Sorting an associative array

N

Nathan Olson

I've got an associative array whose keys are movie titles. I'd like to sort
the keys in an order that takes into account titles beginning with "A" or
"The." In other words, "The Graduate" ought to be sorted with the 'g's, not
the 't's. Is there any way to do this that doesn't involve sorting manually?


Thanks in advance,
Nate Olson
 
B

BZ

Nathan Olson wrote in comp.lang.perl.misc:
I've got an associative array whose keys are movie titles. I'd like to sort
the keys in an order that takes into account titles beginning with "A" or
"The." In other words, "The Graduate" ought to be sorted with the 'g's, not
the 't's. Is there any way to do this that doesn't involve sorting manually?

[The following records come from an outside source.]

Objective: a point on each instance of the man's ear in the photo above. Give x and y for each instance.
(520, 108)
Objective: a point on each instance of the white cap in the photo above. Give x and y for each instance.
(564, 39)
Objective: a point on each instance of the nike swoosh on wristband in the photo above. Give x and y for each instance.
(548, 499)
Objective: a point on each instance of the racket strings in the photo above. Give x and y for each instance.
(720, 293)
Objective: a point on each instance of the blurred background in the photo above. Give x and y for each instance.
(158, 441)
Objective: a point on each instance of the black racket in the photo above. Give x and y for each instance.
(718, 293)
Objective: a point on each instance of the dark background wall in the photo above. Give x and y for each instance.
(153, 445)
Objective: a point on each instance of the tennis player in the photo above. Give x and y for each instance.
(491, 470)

Something like this should work:

sort {
$a =~ s/^(a|the)\s+//;
$b =~ s/^(a|the)\s+//;
$a <=> $b
} keys %hash;
 
G

Gunnar Hjalmarsson

Nathan said:
I've got an associative array whose keys are movie titles. I'd like
to sort the keys in an order that takes into account titles
beginning with "A" or "The." In other words, "The Graduate" ought
to be sorted with the 'g's, not the 't's.

my @sortedtitles = sort {
($a =~ /(?i:the|a)?\s*(.+)/)[0]
cmp
($b =~ /(?i:the|a)?\s*(.+)/)[0]
} keys %movies;
 
J

John Bokma

Nathan said:
I've got an associative array whose keys are movie titles. I'd like to sort
the keys in an order that takes into account titles beginning with "A" or
"The." In other words, "The Graduate" ought to be sorted with the 'g's, not
the 't's. Is there any way to do this that doesn't involve sorting manually

create a look up table (array) consisting of arrays with the first
element the title, and the second one the title with "A " and "The " etc
removed. Sort it on the *second* element.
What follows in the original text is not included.